Я смотрел на светло-желтую косу Тони, которую она, перекинув на грудь, расплетала и заплетала заново.
«Будь умницей! — повторял я про себя. — Будто корова что понимает?..»
Ни разу не взглянув на меня, Тоня повернулась и пошла той же дорогой к дому. Я спустился к реке, разделся, сделал из одежки вьюк, привязал его на голове ремешком — через подбородок и, толкая перед собой удилище, поплыл на ту сторону.
Рукав воложки был широк, и не каждый отваживался пускаться вплавь до острова да еще с грузом на голове.
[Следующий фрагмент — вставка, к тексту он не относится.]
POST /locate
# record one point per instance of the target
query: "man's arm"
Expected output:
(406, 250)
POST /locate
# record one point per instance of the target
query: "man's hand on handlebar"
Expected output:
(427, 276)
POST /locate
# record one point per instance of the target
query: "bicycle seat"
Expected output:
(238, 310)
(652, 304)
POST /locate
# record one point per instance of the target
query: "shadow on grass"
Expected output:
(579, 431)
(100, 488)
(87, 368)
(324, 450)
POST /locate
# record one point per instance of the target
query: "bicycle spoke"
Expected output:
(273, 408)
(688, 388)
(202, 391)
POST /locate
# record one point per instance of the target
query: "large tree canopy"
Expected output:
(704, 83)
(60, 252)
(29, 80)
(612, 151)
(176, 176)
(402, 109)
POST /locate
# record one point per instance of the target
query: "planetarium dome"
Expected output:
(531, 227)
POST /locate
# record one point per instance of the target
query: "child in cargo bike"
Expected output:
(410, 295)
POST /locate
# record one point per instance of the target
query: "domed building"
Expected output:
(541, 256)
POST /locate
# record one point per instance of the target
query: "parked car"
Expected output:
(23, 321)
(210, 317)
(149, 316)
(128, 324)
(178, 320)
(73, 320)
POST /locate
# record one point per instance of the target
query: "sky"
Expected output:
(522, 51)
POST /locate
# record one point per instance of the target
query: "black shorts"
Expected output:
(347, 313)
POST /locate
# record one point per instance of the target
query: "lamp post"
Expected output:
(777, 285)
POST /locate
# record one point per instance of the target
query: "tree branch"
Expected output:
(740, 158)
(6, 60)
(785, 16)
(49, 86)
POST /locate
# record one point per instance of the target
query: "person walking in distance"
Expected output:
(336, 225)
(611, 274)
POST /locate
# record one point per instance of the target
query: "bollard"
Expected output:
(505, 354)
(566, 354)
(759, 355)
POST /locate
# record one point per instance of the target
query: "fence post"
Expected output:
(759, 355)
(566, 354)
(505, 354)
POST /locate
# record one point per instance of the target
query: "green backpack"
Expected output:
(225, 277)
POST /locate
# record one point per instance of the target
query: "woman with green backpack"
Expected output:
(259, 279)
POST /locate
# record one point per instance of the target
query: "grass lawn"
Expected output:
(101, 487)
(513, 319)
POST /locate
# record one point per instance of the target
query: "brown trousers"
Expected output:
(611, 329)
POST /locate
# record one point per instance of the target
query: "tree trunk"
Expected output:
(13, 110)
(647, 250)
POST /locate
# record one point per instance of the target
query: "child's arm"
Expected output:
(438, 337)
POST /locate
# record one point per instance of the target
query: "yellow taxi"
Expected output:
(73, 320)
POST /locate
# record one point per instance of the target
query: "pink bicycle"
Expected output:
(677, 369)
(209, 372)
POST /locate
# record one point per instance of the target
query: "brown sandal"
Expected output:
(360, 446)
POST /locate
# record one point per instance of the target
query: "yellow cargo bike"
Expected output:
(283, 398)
И я оборачивался: «Смотрит ли Тоня?» — и снова плыл вперед.
Ее светлой косы уже не было видно, но почему-то думалось: «Смотрит». Ведь никто из услонских ребят не переплывал вот так воложку…
Но с тех пор, как я заметил Тоню, рыба совсем перестала клевать. Я возвращался домой с кошачьим уловом и отдавал все Мурке, которая ластилась ко мне и заплетала мне ноги, почуяв запах свежей рыбы. Мать уже не ворчала: «Задал ты мне работы на час», а подбадривала меня, что, дескать, в другой раз будет удачливей рыбалка.